Как собаки, берущие след, они принялись выискивать что-то у себя под ногами. Они топали толстыми ножками, будто хотели выгнать кого-то из недр обгоревшей, дымившей земли, заглядывали под тлеющие, упавшие деревья, с неожиданной силой переворачивали огромные камни, и на жутко — серых, мышиных их лицах отражалась жажда крови.

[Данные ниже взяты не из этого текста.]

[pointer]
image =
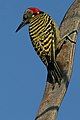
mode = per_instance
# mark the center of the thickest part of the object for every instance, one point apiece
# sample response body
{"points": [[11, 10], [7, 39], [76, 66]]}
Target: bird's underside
{"points": [[44, 39]]}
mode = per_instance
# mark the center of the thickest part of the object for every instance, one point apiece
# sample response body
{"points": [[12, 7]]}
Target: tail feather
{"points": [[54, 73]]}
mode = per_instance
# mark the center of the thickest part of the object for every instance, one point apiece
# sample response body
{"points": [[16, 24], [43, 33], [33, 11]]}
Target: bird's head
{"points": [[28, 15]]}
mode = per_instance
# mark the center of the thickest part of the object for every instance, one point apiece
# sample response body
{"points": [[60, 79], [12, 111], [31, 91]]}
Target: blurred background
{"points": [[22, 74]]}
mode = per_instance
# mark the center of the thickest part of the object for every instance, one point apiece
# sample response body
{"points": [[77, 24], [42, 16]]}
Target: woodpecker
{"points": [[45, 36]]}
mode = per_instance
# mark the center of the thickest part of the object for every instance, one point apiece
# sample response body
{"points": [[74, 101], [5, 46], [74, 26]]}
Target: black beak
{"points": [[21, 25]]}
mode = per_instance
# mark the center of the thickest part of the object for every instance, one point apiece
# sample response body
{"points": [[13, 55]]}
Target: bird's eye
{"points": [[32, 15], [24, 17]]}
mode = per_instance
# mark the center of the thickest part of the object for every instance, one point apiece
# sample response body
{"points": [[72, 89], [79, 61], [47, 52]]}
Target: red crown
{"points": [[34, 10]]}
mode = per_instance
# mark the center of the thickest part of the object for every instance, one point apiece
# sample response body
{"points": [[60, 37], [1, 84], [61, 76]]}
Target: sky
{"points": [[22, 74]]}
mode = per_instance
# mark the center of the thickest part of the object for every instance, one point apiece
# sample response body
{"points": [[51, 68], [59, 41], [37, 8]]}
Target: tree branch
{"points": [[53, 97]]}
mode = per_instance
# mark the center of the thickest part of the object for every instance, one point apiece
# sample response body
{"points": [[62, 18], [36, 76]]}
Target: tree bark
{"points": [[52, 98]]}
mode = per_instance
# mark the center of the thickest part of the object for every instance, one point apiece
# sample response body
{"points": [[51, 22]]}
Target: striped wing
{"points": [[42, 37]]}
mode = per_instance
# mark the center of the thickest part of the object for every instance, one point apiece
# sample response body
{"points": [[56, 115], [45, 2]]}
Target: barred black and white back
{"points": [[42, 35]]}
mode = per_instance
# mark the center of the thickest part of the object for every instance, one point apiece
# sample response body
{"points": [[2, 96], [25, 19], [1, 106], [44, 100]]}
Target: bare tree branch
{"points": [[53, 97]]}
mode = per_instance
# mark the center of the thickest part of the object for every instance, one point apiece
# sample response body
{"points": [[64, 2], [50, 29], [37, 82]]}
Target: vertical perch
{"points": [[52, 98]]}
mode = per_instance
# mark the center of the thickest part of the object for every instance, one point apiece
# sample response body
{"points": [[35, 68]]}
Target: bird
{"points": [[45, 36]]}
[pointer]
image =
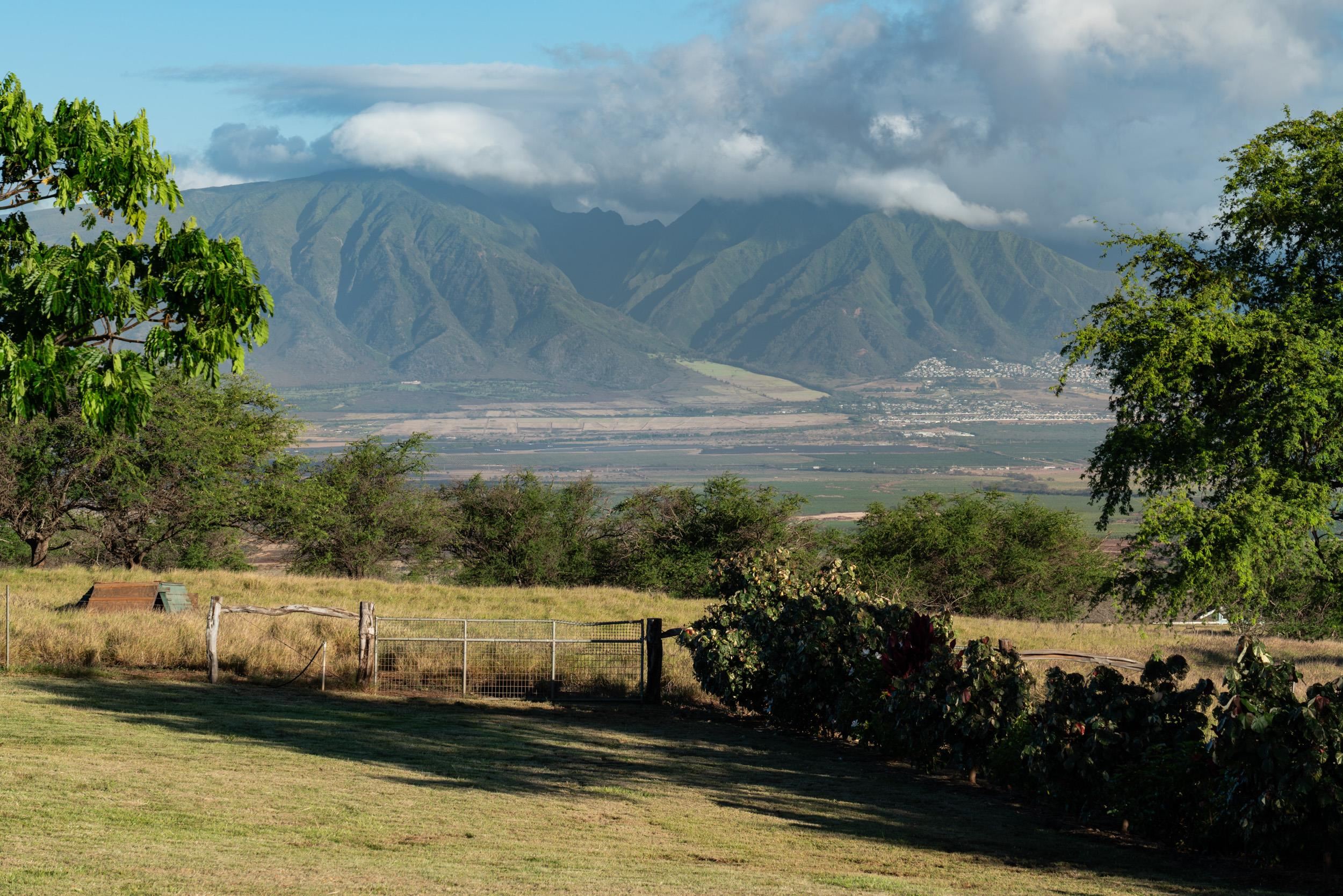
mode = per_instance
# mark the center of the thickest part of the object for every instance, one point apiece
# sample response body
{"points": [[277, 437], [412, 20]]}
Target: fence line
{"points": [[366, 632], [528, 659]]}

И тут в клубах заполонившего все вокруг дыма передняя группа наткнулась на какие-то маленькие строения. Это был словно игрушечный город, с дорогами и домами, мостами и речушкой, еще не утратившей синего цвета вод, в мире, где серый цвет стал преобладающим. Самые большие дома доходили серым человечкам до колен, и они остановились, злобно и вожделенно глядя на враждебный мир. Именно его они и искали, и теперь, скаля кривые зубы, сверкая безумием в глазах, смаковали предстоящее буйство разрушений.

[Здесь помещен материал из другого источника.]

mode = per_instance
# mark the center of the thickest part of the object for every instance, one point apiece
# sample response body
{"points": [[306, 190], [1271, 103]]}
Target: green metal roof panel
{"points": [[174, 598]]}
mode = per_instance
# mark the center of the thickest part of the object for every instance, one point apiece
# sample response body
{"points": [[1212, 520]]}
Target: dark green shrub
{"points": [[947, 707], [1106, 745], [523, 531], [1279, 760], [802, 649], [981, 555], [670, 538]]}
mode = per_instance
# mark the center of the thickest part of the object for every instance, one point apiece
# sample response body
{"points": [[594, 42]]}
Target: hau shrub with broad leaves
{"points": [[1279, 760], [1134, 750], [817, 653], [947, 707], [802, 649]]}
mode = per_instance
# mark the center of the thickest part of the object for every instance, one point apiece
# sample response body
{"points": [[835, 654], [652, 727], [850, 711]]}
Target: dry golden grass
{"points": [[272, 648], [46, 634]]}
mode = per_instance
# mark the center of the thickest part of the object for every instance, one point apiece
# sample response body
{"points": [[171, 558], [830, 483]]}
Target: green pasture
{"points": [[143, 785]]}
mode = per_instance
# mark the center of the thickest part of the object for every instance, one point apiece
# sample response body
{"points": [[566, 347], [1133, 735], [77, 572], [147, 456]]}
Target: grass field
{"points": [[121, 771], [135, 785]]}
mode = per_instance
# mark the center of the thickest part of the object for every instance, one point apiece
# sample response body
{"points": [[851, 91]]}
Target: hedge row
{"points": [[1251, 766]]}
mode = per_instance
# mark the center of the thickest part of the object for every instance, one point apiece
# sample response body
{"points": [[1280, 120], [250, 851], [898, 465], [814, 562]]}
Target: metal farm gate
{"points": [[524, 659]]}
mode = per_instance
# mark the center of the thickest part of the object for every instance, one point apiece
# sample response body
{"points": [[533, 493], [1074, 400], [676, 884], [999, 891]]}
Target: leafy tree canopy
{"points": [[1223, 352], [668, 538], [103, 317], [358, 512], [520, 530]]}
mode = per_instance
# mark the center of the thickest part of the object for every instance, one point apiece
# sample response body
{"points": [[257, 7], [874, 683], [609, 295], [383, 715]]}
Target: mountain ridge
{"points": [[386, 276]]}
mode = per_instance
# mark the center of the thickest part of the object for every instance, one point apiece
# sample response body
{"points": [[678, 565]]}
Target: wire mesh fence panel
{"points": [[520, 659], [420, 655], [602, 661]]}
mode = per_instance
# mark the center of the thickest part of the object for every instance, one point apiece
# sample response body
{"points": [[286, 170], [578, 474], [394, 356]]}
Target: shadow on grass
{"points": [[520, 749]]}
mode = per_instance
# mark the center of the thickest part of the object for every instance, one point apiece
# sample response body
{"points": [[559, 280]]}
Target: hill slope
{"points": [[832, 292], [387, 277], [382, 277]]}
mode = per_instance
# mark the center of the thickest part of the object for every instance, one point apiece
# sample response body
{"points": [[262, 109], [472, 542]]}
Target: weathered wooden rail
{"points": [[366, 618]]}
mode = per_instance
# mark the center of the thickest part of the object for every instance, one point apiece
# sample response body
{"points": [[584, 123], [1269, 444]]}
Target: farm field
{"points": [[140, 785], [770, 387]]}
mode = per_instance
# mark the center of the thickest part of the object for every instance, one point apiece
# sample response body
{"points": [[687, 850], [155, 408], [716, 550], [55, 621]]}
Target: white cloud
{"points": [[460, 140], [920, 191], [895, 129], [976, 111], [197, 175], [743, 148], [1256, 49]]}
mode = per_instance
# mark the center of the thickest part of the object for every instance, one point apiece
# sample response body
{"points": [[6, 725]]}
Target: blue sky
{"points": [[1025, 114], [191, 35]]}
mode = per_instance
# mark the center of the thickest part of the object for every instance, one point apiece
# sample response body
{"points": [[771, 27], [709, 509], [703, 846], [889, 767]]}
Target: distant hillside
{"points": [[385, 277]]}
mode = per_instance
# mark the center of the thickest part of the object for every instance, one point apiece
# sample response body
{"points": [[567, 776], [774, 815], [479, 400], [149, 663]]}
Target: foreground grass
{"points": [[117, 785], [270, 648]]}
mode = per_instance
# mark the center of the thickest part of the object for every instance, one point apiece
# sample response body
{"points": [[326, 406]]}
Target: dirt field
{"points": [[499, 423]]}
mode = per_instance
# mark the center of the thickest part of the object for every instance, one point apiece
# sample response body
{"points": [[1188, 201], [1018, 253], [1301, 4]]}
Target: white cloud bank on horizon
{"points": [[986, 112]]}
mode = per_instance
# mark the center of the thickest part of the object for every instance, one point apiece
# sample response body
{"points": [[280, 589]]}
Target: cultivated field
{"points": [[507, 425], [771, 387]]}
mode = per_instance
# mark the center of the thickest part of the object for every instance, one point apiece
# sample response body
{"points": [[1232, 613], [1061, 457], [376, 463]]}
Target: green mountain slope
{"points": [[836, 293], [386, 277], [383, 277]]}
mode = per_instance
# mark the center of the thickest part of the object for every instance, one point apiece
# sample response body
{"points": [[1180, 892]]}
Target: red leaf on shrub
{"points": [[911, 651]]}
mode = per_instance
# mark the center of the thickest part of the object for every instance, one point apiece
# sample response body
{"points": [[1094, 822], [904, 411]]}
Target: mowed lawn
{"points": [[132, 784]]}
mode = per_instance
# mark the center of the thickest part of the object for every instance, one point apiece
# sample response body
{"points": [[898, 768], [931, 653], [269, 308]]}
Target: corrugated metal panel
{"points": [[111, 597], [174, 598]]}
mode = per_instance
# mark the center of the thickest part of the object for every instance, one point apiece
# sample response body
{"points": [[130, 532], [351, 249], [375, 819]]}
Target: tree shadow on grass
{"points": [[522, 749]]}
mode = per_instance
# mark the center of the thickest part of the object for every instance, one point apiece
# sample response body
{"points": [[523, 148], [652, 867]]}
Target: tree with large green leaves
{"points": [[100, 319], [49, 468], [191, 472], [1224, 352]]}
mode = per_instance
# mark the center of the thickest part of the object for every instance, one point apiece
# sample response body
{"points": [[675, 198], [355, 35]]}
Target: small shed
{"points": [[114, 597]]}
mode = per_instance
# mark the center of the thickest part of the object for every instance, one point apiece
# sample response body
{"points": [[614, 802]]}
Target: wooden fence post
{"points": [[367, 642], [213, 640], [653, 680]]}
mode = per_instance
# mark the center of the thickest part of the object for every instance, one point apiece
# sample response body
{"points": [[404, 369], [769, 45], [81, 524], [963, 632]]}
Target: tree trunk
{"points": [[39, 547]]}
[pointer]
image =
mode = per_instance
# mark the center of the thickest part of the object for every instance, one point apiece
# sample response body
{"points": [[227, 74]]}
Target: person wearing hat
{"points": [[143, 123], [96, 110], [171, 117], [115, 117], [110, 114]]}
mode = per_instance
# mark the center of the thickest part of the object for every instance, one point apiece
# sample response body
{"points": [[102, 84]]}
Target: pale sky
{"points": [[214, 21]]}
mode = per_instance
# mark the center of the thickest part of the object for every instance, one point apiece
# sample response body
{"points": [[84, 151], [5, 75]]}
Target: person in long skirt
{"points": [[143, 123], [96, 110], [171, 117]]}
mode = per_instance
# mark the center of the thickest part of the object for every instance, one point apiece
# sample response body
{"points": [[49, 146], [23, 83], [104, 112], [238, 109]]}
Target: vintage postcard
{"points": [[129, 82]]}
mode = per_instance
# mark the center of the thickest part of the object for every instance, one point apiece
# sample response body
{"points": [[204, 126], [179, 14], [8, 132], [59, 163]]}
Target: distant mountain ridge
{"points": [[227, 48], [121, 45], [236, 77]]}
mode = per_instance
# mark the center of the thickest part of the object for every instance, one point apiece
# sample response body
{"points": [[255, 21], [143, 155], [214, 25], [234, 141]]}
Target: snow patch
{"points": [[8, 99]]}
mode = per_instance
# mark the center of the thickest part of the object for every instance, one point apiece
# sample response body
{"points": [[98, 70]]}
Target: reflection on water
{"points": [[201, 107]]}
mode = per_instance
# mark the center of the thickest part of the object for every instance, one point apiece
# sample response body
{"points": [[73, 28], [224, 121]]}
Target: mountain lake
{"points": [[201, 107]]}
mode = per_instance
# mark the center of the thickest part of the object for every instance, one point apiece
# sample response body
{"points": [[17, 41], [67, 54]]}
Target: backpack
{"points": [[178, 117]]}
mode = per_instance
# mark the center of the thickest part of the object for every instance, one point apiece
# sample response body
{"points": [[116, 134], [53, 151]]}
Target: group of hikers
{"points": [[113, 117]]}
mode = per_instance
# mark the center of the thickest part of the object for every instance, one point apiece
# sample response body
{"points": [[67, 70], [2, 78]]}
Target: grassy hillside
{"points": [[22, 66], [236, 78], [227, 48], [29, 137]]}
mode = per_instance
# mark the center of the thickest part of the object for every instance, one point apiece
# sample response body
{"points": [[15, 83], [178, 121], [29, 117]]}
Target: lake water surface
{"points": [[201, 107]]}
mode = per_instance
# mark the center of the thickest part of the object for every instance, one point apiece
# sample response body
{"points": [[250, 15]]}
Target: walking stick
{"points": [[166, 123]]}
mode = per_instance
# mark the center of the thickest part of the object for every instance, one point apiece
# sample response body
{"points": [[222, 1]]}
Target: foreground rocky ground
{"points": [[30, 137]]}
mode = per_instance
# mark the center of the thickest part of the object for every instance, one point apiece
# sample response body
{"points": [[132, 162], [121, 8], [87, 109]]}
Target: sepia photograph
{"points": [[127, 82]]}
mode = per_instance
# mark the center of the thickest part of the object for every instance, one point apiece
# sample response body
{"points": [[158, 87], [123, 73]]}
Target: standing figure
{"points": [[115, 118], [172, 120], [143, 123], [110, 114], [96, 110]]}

Первая нога медленно поднялась и обрушилась на строение, и стена рухнула под напором босой стопы, нечувствительной, казалось, к боли, первые люди, маленькие и беззащитные по сравнению с серыми монстрами, побежали из домов, заметались по улицам, издавая едва слышные крики. Злоба всё больше буяла на лицах серых людишек, и вожделение к смерти, к крови, к убийству тех, кто не походил на них, осмелился покуситься на их серый, смердящий дымом мир. Они принялись давить маленьких людей на улицах маленького города, наслаждаясь их комариным писком, радуясь крови, вытекавшей из-под могучих стоп, восторгаясь разрушениям и боли, ужасом и страданиям, которые они приносили. Серая толпа, повинуясь стадному инстинкту, всем скопом обрушилась на город, уже все спешили ломать и давить, спешили насладиться хаосом и смертью. Красная кровь была целью атаки, красная кровь наряду с зеленью уцелевших деревьев и прозрачной синевой вод.

И здесь, над этим маленьким городом, ревели авиационные моторы, снова падали бомбы, легко снося игрушечные кварталы, словно циклопической силы серых человечков было недостаточно. Последних опять разрывало на сотни кусков, но они, как и раньше, возрождались в ещё больших количествах, с ещё большей страстью к разрушению, с чудовищной ненавистью в сердцах. Серой кровью их, словно болотной жижей, заливало город, укрывая красную кровь, зелень насаждений и руины человеческого жилья.

Ах, наивные люди, верившие, что красота спасёт мир!